Reverse charge nella logistica: nuova risoluzione dell’Agenzia delle Entrate
Italia
L’Agenzia delle Entrate, con una risoluzione del 7 ottobre 2025, ha fornito ulteriori chiarimenti sull’applicazione della reverse charge nel settore logistico.
Ricordiamo che il nuovo regime opzionale di versamento dell’Iva, introdotto con la Legge di Stabilità 2025, consente che committente e prestatore possano scegliere un sistema alternativo per il pagamento dell’Iva: in pratica, l’imposta viene versata dal committente in nome e per conto del prestatore, il quale rimane comunque solidalmente responsabile del corretto assolvimento dell’imposta. La stessa opzione può essere esercitata anche nei rapporti tra appaltatore e subappaltatori, con la permanenza della responsabilità solidale di tutti i soggetti coinvolti.

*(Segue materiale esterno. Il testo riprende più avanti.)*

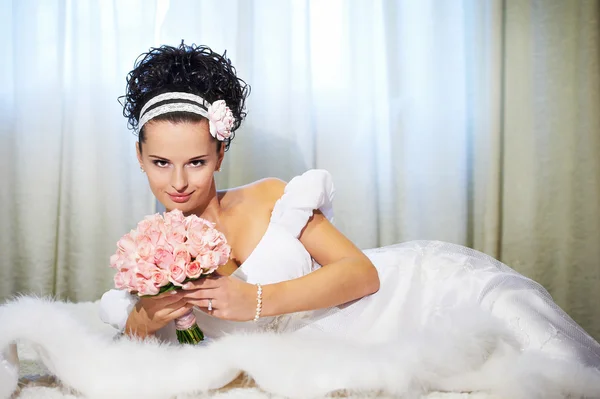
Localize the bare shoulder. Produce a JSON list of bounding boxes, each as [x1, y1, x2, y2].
[[247, 177, 287, 211], [254, 177, 286, 201], [220, 177, 287, 213], [214, 178, 286, 266]]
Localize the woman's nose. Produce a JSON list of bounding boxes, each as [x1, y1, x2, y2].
[[170, 167, 188, 192]]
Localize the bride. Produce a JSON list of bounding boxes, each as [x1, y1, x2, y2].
[[2, 42, 599, 399], [99, 42, 600, 394]]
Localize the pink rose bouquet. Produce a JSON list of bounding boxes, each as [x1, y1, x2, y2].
[[109, 209, 231, 344]]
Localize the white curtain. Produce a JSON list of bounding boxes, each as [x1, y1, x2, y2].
[[161, 0, 478, 246], [0, 0, 158, 301], [1, 0, 599, 339]]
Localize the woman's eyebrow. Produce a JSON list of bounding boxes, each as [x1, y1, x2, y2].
[[148, 154, 209, 161]]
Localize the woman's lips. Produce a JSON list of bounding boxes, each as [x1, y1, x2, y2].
[[168, 192, 194, 203]]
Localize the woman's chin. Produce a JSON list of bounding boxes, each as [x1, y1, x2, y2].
[[165, 202, 201, 215]]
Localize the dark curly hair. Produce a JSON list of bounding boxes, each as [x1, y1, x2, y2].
[[120, 41, 250, 151]]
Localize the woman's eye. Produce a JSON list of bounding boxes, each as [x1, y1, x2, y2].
[[189, 160, 206, 167], [153, 160, 169, 168]]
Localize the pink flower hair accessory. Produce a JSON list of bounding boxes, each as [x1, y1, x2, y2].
[[207, 100, 235, 141]]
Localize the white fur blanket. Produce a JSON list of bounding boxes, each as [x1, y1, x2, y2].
[[1, 297, 599, 399]]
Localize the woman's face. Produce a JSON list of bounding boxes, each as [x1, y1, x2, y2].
[[136, 119, 224, 215]]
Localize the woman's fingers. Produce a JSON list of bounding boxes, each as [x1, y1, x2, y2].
[[184, 290, 216, 301], [181, 277, 222, 290], [161, 299, 194, 321], [185, 298, 217, 310], [153, 289, 184, 301], [162, 297, 188, 312], [153, 290, 172, 299], [155, 294, 187, 308], [168, 303, 195, 321]]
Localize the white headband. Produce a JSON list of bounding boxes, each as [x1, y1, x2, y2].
[[138, 92, 234, 141]]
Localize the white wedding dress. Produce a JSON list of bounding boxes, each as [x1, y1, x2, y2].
[[2, 169, 599, 399], [100, 169, 600, 370]]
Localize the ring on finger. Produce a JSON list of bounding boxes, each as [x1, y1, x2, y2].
[[208, 299, 213, 311]]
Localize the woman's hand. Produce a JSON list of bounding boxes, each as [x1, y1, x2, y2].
[[124, 291, 193, 338], [182, 276, 257, 321]]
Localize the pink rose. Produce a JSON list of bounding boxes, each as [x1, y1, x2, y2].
[[136, 216, 155, 234], [185, 215, 215, 231], [207, 100, 234, 141], [148, 229, 167, 248], [200, 229, 219, 248], [135, 234, 155, 262], [164, 209, 185, 225], [165, 226, 186, 247], [210, 232, 229, 250], [112, 253, 137, 274], [123, 270, 137, 288], [184, 213, 199, 228], [137, 280, 160, 296], [216, 244, 231, 265], [109, 254, 119, 269], [203, 265, 219, 276], [109, 253, 127, 270], [117, 232, 137, 255], [123, 259, 138, 273], [151, 268, 169, 288], [114, 272, 128, 289], [138, 214, 168, 247], [203, 230, 220, 249], [198, 251, 220, 275], [154, 246, 175, 270], [186, 260, 203, 279], [173, 245, 191, 267], [164, 210, 186, 244], [134, 261, 157, 279], [168, 263, 186, 286], [186, 218, 214, 257], [144, 213, 166, 230]]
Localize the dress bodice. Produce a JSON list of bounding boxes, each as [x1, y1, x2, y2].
[[229, 169, 335, 285]]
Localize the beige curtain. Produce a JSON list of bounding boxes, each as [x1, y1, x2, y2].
[[497, 0, 600, 339], [471, 0, 600, 339]]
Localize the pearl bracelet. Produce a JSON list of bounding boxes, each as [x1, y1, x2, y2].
[[253, 283, 263, 322]]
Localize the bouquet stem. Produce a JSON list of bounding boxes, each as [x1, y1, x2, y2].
[[176, 324, 204, 344], [175, 310, 204, 344]]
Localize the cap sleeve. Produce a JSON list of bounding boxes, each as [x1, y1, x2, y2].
[[270, 169, 335, 238]]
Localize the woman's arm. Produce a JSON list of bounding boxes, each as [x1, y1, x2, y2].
[[258, 178, 380, 315], [262, 209, 380, 316]]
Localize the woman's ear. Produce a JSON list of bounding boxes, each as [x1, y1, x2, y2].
[[216, 142, 226, 172], [136, 142, 144, 170]]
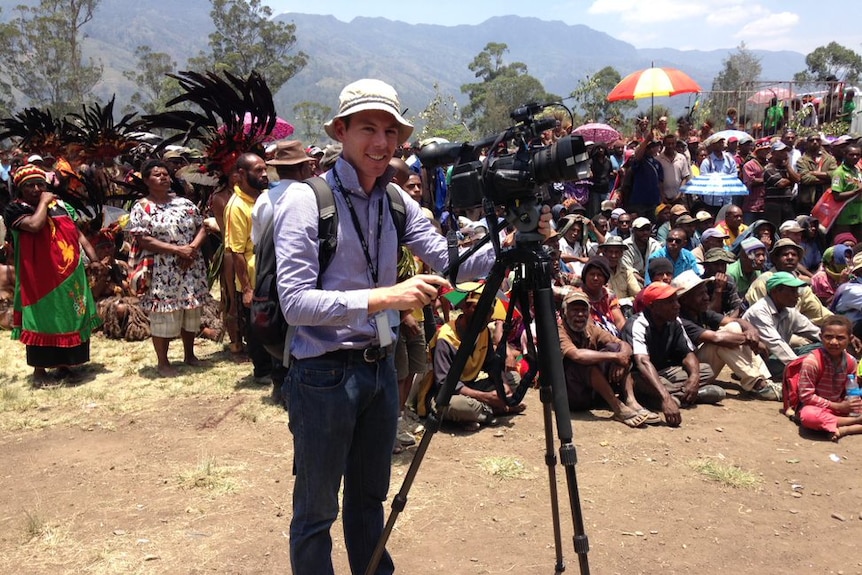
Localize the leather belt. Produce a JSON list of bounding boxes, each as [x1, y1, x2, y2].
[[319, 345, 394, 364]]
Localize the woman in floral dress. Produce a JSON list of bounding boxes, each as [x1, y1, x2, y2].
[[127, 159, 209, 376]]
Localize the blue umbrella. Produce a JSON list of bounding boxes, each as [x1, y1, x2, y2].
[[682, 173, 749, 197]]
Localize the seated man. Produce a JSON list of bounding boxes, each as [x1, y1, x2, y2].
[[742, 271, 821, 380], [622, 282, 723, 428], [558, 290, 660, 427], [702, 248, 744, 316], [579, 256, 626, 336], [599, 236, 641, 309], [431, 287, 525, 430], [673, 270, 781, 401], [621, 216, 661, 284], [745, 238, 832, 325], [796, 315, 862, 441], [691, 227, 729, 263], [647, 257, 674, 285], [645, 227, 700, 284], [726, 237, 767, 303]]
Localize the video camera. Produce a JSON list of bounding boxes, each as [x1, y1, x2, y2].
[[418, 103, 591, 227]]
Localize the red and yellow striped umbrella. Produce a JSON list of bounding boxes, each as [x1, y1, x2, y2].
[[607, 66, 702, 102]]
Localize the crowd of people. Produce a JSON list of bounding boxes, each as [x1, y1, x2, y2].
[[2, 79, 862, 574]]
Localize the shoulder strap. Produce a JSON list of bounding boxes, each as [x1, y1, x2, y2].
[[304, 176, 338, 285], [302, 178, 408, 288], [385, 183, 407, 241]]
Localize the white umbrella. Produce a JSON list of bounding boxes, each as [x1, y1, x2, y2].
[[703, 130, 754, 146], [682, 173, 748, 197]]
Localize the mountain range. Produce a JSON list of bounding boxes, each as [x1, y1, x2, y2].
[[4, 0, 808, 131]]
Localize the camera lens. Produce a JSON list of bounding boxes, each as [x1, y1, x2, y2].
[[532, 135, 591, 184]]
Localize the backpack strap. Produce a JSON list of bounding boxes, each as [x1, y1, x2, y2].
[[385, 183, 407, 241], [302, 178, 408, 289], [304, 176, 338, 288]]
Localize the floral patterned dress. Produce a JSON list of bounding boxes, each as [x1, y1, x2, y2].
[[127, 196, 208, 314]]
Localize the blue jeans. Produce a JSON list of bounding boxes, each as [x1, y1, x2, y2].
[[285, 354, 399, 575]]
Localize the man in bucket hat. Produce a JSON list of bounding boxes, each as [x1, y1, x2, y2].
[[273, 78, 551, 574]]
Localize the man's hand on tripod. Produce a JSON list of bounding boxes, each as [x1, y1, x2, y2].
[[369, 274, 449, 313], [537, 204, 554, 239]]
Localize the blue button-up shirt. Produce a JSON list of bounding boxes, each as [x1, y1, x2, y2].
[[645, 246, 700, 285], [273, 157, 495, 359]]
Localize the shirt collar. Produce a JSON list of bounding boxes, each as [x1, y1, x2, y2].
[[232, 185, 256, 204], [764, 295, 784, 317], [332, 157, 396, 196]]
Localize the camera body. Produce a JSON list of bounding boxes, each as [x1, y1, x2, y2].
[[418, 103, 591, 214]]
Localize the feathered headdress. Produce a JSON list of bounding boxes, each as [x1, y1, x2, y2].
[[140, 70, 280, 178], [0, 106, 67, 157], [64, 96, 143, 163]]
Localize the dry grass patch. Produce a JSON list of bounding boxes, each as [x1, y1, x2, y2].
[[176, 455, 245, 494], [0, 333, 284, 431], [478, 455, 533, 480], [689, 458, 761, 489]]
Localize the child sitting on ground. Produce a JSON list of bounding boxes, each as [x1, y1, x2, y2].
[[797, 315, 862, 441]]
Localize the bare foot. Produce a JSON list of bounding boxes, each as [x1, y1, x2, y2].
[[32, 368, 51, 385], [156, 364, 179, 378], [183, 356, 210, 367]]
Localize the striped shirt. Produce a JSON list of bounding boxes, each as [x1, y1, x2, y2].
[[797, 349, 856, 410]]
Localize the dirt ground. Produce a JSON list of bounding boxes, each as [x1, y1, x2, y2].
[[1, 333, 862, 575]]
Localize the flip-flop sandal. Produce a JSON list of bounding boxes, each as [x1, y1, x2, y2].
[[614, 411, 648, 428], [638, 409, 662, 425]]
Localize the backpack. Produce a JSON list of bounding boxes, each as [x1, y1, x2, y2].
[[782, 348, 825, 420], [251, 176, 407, 361]]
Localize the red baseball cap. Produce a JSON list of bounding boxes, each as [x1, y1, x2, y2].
[[641, 282, 680, 306]]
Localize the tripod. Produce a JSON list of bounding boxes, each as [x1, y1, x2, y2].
[[365, 233, 591, 575]]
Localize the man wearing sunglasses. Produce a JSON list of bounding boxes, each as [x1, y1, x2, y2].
[[644, 227, 700, 285]]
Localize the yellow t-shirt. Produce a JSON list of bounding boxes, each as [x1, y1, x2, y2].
[[224, 186, 256, 291]]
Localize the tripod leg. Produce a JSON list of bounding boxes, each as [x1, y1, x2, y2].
[[364, 259, 511, 575], [531, 261, 591, 575], [539, 383, 566, 573]]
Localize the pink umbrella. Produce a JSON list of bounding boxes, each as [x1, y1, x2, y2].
[[572, 123, 621, 145], [747, 86, 795, 105], [241, 112, 294, 142]]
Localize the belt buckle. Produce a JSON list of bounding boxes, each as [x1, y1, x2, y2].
[[363, 347, 379, 363]]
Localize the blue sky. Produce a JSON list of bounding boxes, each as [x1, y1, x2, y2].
[[266, 0, 859, 54]]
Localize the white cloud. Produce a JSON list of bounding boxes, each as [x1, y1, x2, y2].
[[706, 4, 767, 27], [587, 0, 706, 23], [736, 11, 799, 40]]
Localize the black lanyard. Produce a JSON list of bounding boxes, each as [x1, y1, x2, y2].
[[332, 169, 383, 286]]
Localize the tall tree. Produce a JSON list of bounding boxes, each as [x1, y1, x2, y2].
[[461, 42, 558, 137], [711, 42, 762, 92], [417, 82, 471, 143], [570, 66, 636, 125], [2, 0, 102, 112], [794, 42, 862, 83], [292, 101, 331, 145], [122, 46, 181, 115], [190, 0, 308, 95]]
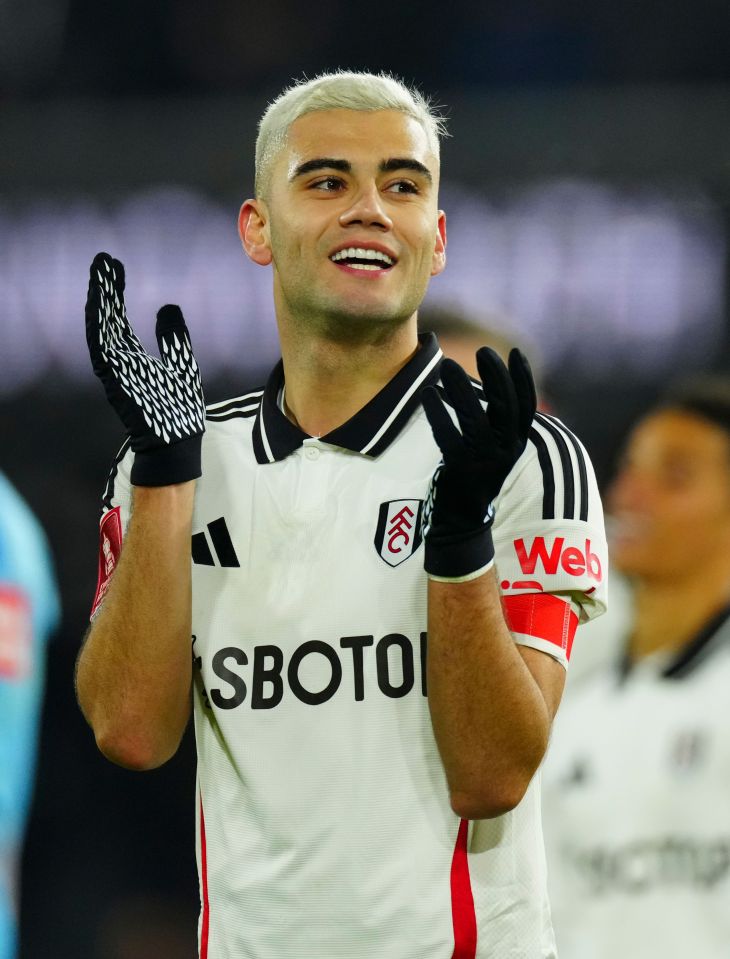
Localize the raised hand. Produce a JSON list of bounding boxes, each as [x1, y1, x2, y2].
[[85, 252, 206, 486], [421, 348, 537, 579]]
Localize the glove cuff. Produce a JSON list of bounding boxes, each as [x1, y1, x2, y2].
[[424, 525, 495, 580], [130, 435, 203, 486]]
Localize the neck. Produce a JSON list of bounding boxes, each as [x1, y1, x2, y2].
[[276, 317, 419, 438], [629, 564, 730, 663]]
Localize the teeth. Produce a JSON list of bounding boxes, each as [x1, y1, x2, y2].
[[331, 247, 394, 266]]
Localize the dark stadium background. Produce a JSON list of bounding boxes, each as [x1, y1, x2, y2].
[[2, 3, 730, 955]]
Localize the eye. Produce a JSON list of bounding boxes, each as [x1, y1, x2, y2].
[[661, 464, 695, 489], [310, 176, 345, 192], [386, 180, 420, 195]]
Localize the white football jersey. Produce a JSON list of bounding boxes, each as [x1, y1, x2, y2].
[[98, 334, 607, 959], [543, 609, 730, 958]]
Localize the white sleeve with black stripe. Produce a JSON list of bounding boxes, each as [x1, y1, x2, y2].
[[100, 437, 134, 529], [491, 412, 608, 666]]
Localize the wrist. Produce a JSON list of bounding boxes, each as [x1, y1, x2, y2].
[[132, 480, 196, 514], [424, 524, 495, 580], [130, 435, 202, 486]]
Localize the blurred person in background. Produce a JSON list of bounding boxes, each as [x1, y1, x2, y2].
[[419, 305, 542, 387], [543, 376, 730, 957], [75, 71, 607, 958], [0, 472, 59, 959]]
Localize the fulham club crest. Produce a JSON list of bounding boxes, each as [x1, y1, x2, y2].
[[374, 499, 423, 567]]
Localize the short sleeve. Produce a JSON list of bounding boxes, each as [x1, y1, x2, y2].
[[492, 413, 608, 668], [91, 438, 134, 618]]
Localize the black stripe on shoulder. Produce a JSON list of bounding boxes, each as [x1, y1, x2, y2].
[[252, 409, 271, 464], [534, 413, 575, 520], [528, 426, 555, 520], [205, 391, 264, 417], [206, 407, 259, 422], [538, 412, 589, 522], [102, 437, 131, 512]]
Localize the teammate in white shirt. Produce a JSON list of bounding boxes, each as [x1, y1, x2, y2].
[[76, 71, 607, 959], [543, 377, 730, 958]]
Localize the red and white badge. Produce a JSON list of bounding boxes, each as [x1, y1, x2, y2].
[[91, 506, 123, 618], [0, 584, 32, 680], [374, 499, 423, 568]]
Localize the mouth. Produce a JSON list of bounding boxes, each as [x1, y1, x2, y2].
[[329, 246, 397, 274]]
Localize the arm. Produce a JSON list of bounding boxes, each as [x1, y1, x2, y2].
[[427, 570, 565, 820], [76, 253, 205, 770], [76, 483, 195, 770], [422, 348, 570, 818]]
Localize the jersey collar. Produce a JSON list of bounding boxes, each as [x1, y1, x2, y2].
[[252, 333, 442, 464], [662, 603, 730, 680], [618, 602, 730, 683]]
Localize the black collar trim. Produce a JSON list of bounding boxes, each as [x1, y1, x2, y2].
[[663, 604, 730, 679], [252, 333, 442, 464], [618, 603, 730, 683]]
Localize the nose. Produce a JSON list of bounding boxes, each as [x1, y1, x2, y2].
[[338, 183, 393, 232]]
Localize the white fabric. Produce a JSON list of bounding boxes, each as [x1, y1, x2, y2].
[[543, 622, 730, 958], [105, 396, 607, 959]]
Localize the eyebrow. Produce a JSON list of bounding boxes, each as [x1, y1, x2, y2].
[[290, 157, 433, 184], [380, 158, 433, 183]]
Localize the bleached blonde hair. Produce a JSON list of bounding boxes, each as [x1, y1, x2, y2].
[[255, 70, 448, 198]]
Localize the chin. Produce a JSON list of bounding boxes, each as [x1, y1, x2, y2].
[[324, 300, 411, 333]]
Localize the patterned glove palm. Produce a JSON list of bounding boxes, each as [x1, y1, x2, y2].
[[421, 347, 537, 580], [85, 252, 206, 486]]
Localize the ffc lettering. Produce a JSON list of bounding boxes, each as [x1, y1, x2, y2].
[[514, 536, 603, 582], [374, 499, 424, 568], [195, 631, 429, 710], [388, 506, 414, 554]]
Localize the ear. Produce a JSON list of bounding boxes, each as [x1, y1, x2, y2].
[[238, 199, 272, 266], [431, 210, 447, 277]]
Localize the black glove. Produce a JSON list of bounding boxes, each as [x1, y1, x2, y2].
[[85, 252, 206, 486], [421, 348, 536, 580]]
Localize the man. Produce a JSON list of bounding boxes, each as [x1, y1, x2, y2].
[[0, 471, 59, 959], [76, 71, 607, 958], [543, 377, 730, 957]]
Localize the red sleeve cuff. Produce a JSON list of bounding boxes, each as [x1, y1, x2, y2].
[[502, 592, 579, 661]]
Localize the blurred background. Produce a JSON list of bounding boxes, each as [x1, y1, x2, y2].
[[2, 1, 730, 955]]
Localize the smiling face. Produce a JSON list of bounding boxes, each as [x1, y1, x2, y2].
[[239, 108, 446, 342], [608, 409, 730, 582]]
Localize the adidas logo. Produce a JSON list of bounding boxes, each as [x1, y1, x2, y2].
[[192, 517, 240, 568]]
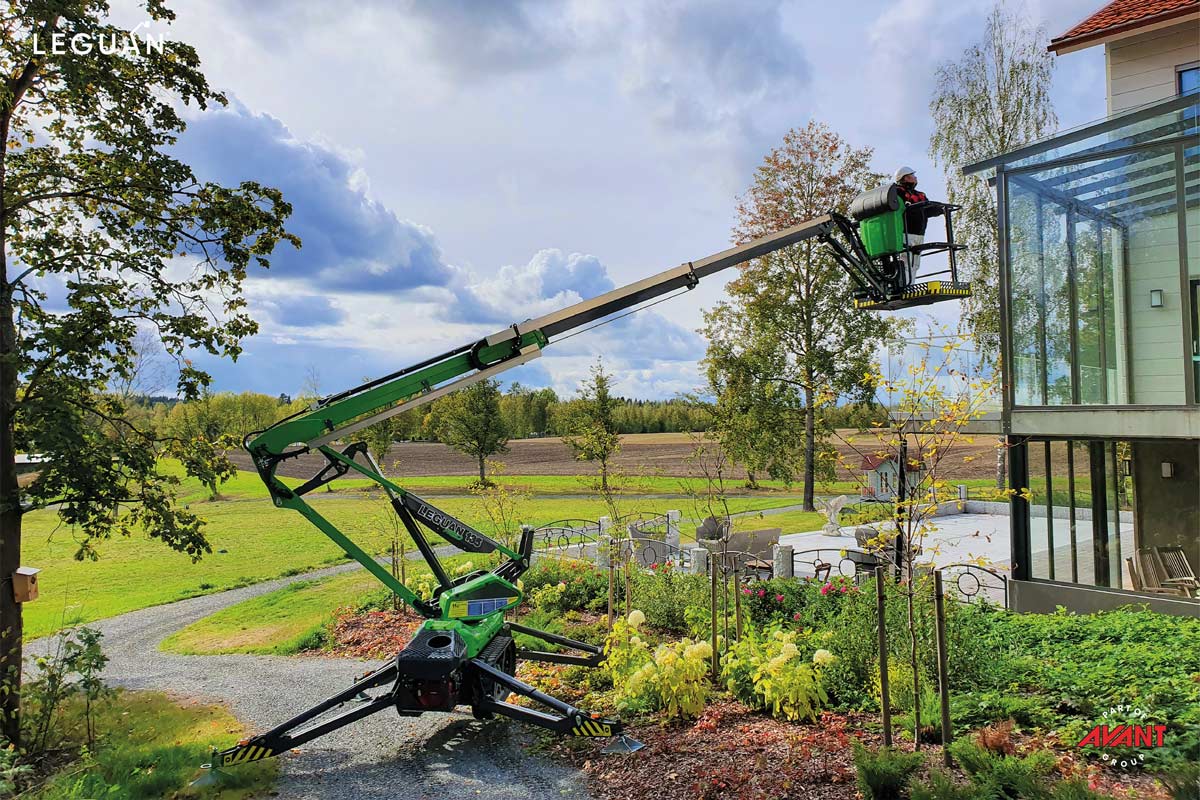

Con una risoluzione del 28 luglio 2025, l’Agenzia aveva già istituito il codice tributo “6045” per permettere il versamento dell’Iva tramite modello F24, da parte del committente che esercita l’opzione.
Ora ha introdotto anche un codice identificativo “66”, denominato “Soggetto solidalmente responsabile inversione contabile Iva logistica”, da utilizzare per individuare correttamente nel modello F24 il soggetto solidalmente responsabile dell’imposta.